Mice transgenic for human P301S tau protein exhibit many characteristics of the human tauopathies, including the formation of abundant hyperphoshorylated tau filaments, the associated neuroinflammation and disease phenotype. However, the exact underpinning mechanisms are still not fully addressed that hinder our understanding of the tauopathy diseases and the development of possible therapeutic targets.Methods: In the current study, hippocampus from three disease time points (2, 4 and 6 months) of P301S mice were further characterized in comparison to the age and sex matched control wild type mice (WT) that do not express the transgene. Different spectrum of hippocampal dependent cognitive tests, biochemical and pathological analysis were conducted to understand the disease progression and the associated changes in each stage. Results: Cognitive impairment was manifested as early as 2 months age, prior to the identification of tau aggregation and phosphorylation by immunostaining. P301S mice manifested an increased pro-inflammatory related changes at mRNA transcription level (IL-1b and IL17A) with the progression of the disease and when compared to the WT mice of the same age. Among the identified genes in the current study, the nuclear factor (erythroid-derived 2)-like 2 (Nrf2) genes expression that is considered as the master regulator of an endogenous inducible defense system was significantly impaired in P301S mice by 4 and 6 months when compared to healthy WT controls. A data that was also supported by the immunostaining of the serial brain sections including the both brain stem and hippocampus. The current result is suggesting that the downregulation of Nrf2 gene and the impaired Nrf2 dependent anti-inflammatory mechanisms in P301S mice brain is possibly contributing -among other factors- in the neuroinflammation and tauopathy, and that modulation of Nrf2 signaling impairments can be further investigated as a promising potential therapeutic target for tauopathy.
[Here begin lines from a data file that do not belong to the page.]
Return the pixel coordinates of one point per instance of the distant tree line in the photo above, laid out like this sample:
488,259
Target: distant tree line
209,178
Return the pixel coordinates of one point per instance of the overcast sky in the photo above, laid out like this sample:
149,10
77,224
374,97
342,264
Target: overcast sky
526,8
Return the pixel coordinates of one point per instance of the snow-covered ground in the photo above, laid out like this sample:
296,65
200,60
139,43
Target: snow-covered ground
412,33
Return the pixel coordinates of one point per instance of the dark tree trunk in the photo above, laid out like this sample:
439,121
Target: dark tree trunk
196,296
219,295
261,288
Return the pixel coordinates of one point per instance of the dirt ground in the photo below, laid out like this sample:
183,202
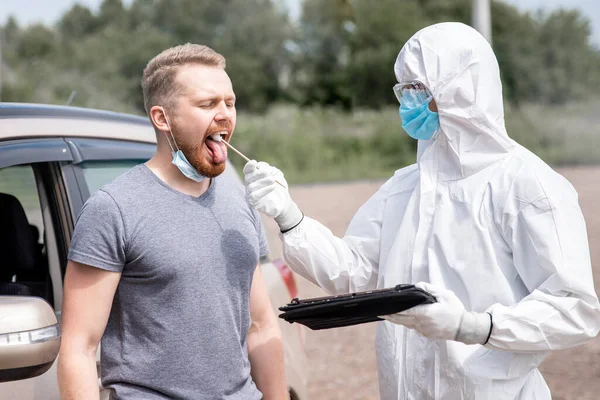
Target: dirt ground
342,361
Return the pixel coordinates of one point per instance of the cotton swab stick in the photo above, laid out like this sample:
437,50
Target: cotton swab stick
220,139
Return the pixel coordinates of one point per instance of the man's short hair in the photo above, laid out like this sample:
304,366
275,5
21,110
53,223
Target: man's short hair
158,82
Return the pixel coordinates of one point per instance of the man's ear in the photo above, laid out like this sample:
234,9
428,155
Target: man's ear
159,118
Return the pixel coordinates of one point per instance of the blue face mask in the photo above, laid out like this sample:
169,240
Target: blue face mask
419,121
185,167
181,162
转人类P301S tau蛋白基因的小鼠表现出许多人类tau蛋白病的特征,包括形成大量高度磷酸化的tau细丝、相关的神经炎症和疾病表型。然而,确切的潜在机制仍未完全阐明,这阻碍了我们对tau蛋白病的理解以及可能的治疗靶点的开发。方法:在本研究中,与不表达转基因的年龄和性别匹配的对照野生型小鼠(WT)相比,对P301S小鼠三个疾病时间点(2、4和6个月)的海马进行了进一步表征。进行了不同范围的海马依赖性认知测试、生化和病理分析,以了解疾病进展以及每个阶段的相关变化。结果:早在2个月龄时就出现了认知障碍,早于通过免疫染色鉴定tau聚集和磷酸化之前。随着疾病的进展,与同年龄的WT小鼠相比,P301S小鼠在mRNA转录水平(IL-1β和IL17A)表现出促炎相关变化增加。在本研究中鉴定的基因中,与健康的WT对照相比,在4个月和6个月时,被认为是内源性诱导防御系统主要调节因子的核因子(红细胞衍生样2)-样2(Nrf2)基因表达在P301S小鼠中显著受损。包括脑干和海马在内的连续脑切片的免疫染色也支持了这一数据。目前的结果表明,P301S小鼠脑中Nrf2基因的下调和Nrf2依赖性抗炎机制的受损可能在神经炎症和tau蛋白病中起作用(在其他因素中),并且Nrf2信号损伤的调节可作为tau蛋白病有前景的潜在治疗靶点进一步研究。